Linda can employ only two male caretakers, so Jegel proposes that Oki and Boris infiltrate the home disguised as a married elderly couple. Oki angrily resists but eventually agrees, with Oki disguised as an elderly woman and Boris as an elderly man. While Bene and Jegel work there, Jegel develops a father-son bond with Koh Acim. The four investigate the residents, identifying Oma Ida, Jihan, Koh Acim, Darso, and Karni as suspects. During a diversion, Bene and Jegel search Linda's office for records and later investigate the suspects' rooms. They even use ghost disguises, referencing the first film, to test whether Oma Ida is genuinely blind, accidentally frightening Linda and the other caretakers instead.

When Jihan secretly leaves the home, the four follow her to a graveyard before retreating after encountering her son-in-law. Later, they claim Oki and Boris were on a married-couple date; Linda asks them to kiss because it reminds her of her parents. They reluctantly comply, leaving Oki furious with Jegel.

A new clue reveals that Freddy's murderer is left-handed. Bene gives Jegel a Proclamation Day competition form, which he passes to Koh Acim and notices that Acim is left-handed and has forgotten his hearing aid. The four confront him, but Boris becomes distressed when Gita announces she is moving to Malaysia. The commotion causes Koh Acim to suffer a heart attack, and Linda orders the officers to leave.
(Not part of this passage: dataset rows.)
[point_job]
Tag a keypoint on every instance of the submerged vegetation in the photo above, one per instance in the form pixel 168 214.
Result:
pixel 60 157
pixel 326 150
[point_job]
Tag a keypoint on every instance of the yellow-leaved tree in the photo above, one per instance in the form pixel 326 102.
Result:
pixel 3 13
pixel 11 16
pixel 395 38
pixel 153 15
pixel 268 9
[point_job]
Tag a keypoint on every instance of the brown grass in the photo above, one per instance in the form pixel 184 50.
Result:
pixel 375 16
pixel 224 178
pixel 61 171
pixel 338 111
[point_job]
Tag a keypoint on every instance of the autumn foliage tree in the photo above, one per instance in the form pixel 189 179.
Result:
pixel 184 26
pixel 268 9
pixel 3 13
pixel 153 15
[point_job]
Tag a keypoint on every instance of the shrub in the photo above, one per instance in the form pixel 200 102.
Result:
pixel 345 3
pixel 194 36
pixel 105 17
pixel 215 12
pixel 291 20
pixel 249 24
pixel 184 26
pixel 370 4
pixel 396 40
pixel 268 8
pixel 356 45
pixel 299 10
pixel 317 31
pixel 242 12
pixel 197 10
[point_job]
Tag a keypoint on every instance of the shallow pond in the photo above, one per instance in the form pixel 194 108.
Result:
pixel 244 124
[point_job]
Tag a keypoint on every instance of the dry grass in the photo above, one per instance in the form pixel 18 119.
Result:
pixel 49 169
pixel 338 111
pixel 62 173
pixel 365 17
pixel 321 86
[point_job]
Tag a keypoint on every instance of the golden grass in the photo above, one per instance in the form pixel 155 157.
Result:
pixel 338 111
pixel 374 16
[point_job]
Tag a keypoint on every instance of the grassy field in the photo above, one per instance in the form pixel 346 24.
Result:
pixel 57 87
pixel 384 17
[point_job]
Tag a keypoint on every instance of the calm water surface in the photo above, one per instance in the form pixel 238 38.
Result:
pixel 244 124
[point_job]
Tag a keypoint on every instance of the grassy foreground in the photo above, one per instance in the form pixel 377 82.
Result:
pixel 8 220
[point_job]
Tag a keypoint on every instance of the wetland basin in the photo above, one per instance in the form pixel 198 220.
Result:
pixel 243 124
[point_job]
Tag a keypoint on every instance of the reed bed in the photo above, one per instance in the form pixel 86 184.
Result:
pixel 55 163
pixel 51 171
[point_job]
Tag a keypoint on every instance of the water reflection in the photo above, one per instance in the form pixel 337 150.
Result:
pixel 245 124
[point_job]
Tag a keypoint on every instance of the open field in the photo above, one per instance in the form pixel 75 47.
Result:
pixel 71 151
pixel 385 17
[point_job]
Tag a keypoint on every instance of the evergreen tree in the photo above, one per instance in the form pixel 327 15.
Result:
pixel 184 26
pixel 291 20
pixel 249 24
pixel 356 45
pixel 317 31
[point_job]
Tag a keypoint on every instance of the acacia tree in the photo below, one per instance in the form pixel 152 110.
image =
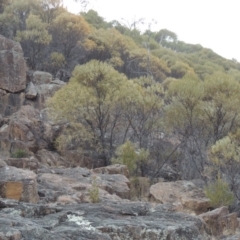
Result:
pixel 34 39
pixel 91 104
pixel 67 31
pixel 201 113
pixel 225 158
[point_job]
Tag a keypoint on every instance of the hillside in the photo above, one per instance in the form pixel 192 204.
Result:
pixel 89 105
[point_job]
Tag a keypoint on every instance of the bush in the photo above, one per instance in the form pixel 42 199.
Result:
pixel 139 188
pixel 19 153
pixel 126 154
pixel 219 193
pixel 94 192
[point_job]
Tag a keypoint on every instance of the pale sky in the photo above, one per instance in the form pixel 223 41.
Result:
pixel 212 23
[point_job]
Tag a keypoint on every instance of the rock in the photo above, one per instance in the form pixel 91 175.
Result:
pixel 183 194
pixel 113 169
pixel 31 91
pixel 220 222
pixel 2 163
pixel 51 159
pixel 76 182
pixel 26 130
pixel 114 184
pixel 41 78
pixel 10 102
pixel 24 163
pixel 11 57
pixel 77 159
pixel 63 75
pixel 103 221
pixel 18 184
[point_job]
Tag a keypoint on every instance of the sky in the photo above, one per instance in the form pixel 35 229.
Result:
pixel 214 24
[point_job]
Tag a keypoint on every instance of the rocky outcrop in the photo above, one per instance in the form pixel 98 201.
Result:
pixel 103 221
pixel 220 221
pixel 26 130
pixel 71 185
pixel 12 65
pixel 10 102
pixel 184 195
pixel 40 77
pixel 113 169
pixel 31 91
pixel 18 184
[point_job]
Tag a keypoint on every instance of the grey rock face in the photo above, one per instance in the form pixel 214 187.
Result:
pixel 12 65
pixel 18 184
pixel 31 91
pixel 103 221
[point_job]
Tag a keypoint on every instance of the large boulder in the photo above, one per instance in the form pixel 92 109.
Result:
pixel 185 195
pixel 18 184
pixel 12 65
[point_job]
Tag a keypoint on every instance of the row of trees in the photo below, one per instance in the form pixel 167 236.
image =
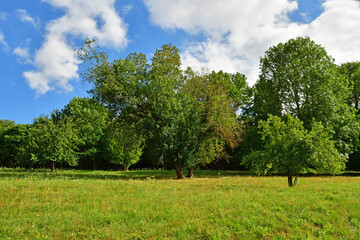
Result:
pixel 300 116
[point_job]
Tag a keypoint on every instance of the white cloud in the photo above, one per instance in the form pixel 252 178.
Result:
pixel 25 17
pixel 127 8
pixel 56 60
pixel 239 31
pixel 23 53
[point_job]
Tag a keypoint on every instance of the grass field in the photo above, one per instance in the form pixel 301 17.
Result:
pixel 152 205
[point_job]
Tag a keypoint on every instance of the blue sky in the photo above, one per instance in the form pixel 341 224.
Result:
pixel 38 39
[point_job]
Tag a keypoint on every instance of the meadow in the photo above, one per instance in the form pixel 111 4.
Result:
pixel 74 204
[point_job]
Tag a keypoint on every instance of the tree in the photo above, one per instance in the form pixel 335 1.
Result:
pixel 155 99
pixel 13 142
pixel 352 72
pixel 289 148
pixel 218 96
pixel 53 141
pixel 90 118
pixel 123 145
pixel 299 78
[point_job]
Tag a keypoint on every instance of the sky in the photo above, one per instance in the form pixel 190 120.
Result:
pixel 39 70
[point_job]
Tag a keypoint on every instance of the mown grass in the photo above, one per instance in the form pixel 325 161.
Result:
pixel 153 205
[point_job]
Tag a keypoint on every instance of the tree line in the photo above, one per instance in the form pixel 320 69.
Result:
pixel 300 116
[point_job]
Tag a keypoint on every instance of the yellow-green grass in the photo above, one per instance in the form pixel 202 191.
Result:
pixel 153 205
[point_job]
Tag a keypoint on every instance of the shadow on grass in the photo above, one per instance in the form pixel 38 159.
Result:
pixel 132 175
pixel 110 175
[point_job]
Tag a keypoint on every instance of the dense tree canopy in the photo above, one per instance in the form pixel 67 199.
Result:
pixel 299 78
pixel 289 148
pixel 90 119
pixel 153 113
pixel 53 141
pixel 184 127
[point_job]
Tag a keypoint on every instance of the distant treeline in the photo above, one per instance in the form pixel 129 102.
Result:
pixel 300 116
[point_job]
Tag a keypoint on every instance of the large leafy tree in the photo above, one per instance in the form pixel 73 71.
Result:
pixel 4 151
pixel 90 118
pixel 13 139
pixel 53 141
pixel 352 71
pixel 299 78
pixel 152 97
pixel 123 146
pixel 289 148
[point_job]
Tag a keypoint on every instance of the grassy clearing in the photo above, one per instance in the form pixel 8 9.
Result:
pixel 152 205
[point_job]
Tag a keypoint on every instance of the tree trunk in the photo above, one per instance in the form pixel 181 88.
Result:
pixel 179 172
pixel 190 173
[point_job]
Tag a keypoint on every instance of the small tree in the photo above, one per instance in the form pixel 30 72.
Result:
pixel 90 119
pixel 289 148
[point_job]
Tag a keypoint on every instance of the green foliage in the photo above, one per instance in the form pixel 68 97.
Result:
pixel 179 125
pixel 299 78
pixel 352 72
pixel 13 139
pixel 90 119
pixel 53 141
pixel 123 145
pixel 289 148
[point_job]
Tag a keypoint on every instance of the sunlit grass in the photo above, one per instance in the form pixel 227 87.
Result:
pixel 153 205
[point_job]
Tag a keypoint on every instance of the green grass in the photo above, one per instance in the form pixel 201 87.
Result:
pixel 152 205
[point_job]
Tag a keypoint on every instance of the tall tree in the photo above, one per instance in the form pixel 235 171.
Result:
pixel 90 118
pixel 289 148
pixel 299 78
pixel 352 71
pixel 53 141
pixel 151 97
pixel 123 146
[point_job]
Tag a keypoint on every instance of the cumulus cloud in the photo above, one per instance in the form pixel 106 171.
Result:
pixel 56 60
pixel 127 8
pixel 239 31
pixel 23 53
pixel 25 17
The four are soon dishonourably discharged for violating ethical codes, and the incident goes viral. Jegel visits Acim in hospital to apologise, where Acim confesses to killing Freddy. Acim's daughter, who worked at Freddy's club, died after being harassed by Freddy and falling down the stairs. Freddy later offered Acim money as compensation, but Acim refused. Freddy attacked him with a knife, and Acim killed him in self-defence. Acim gives Jegel the location of the money Freddy had offered him.

Jegel suggests using it to settle Acim's medical debts. The four recover the money from beneath a mosque, with Boris and Bene amusingly wearing flamboyant Kyai outfits. They return it to Acim, who has a vision of his daughter before dying.

After Acim's funeral, the four give the money to Linda according to his final wish. It funds renovations, and they are rehired at the nursing home. Boris arranges for Gina to work there as the cook with Aluna, while Ario bids farewell before being transferred. Days later, Oma Ida's son, Fajar, finally visits her.